一番思い出に残っている大会はやはり2010年の東京世界柔道選手権大会です。

66kg級から73kg級に階級を変更して新たに掴んだ代表権でしたし、その過程では度重なる怪我と減量に苦しんだ時期がありました。ホームである東京での開催ということもあり、プレッシャーも相当感じていましたね。

それでも優勝できた瞬間には、「本当に柔道をやめなくて良かった」、「支えてくれた人たちにようやく少し恩返しができた」とほっとしたことを、今でも覚えています。

その他にも、2009年の柔道ワールドカップ・バクーに柔道界のレジェンドである野村忠宏さんと2人で参加したことは、とても貴重で良い経験でしたね。国際大会に2人きりで行くことは滅多にありませんから、これも印象深かったです。

最後のチャンスと決めていたリオデジャネイロ五輪(柔道)

最後のチャンスと決めていたリオデジャネイロ五輪(柔道)

怪我続きでチャンスもあまり多くなかったのですが、リオデジャネイロ五輪(柔道)を最後のチャンスにしようと決めていました。

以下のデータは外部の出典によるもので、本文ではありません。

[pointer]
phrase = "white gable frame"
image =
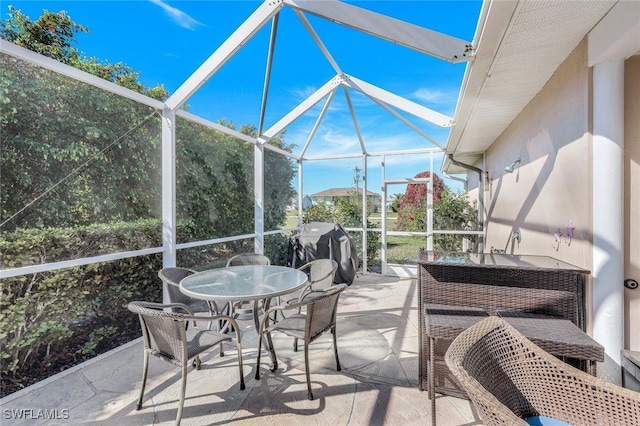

結局のところ出場は叶わなかったのですが、私の中で本当に可能性がなくなったと感じたのは、2016年2月の柔道グランドスラム・パリ準決勝で、韓国のアン・チャンリム選手に負けてしまったときです。

代表に選ばれるためには優勝しなければならないことが分かっていたので、その瞬間に「もうだめだな」と強く感じましたね。それが引退のきっかけです。

引退したからこそ見える景色と今後の展望

引退したからこそ見える景色と今後の展望

了徳寺学園男子柔道部で指導する立場になって、「自分も色んな人に支えられていたんだな」と強く感じるようになりました。

バックアップしてくれるコーチの力はもちろんのこと、選手の立場では感じにくいような見えない力も、そこにはたくさんありました。そういった絶大な力があったからこそ今までやってこられたのだと思うんです。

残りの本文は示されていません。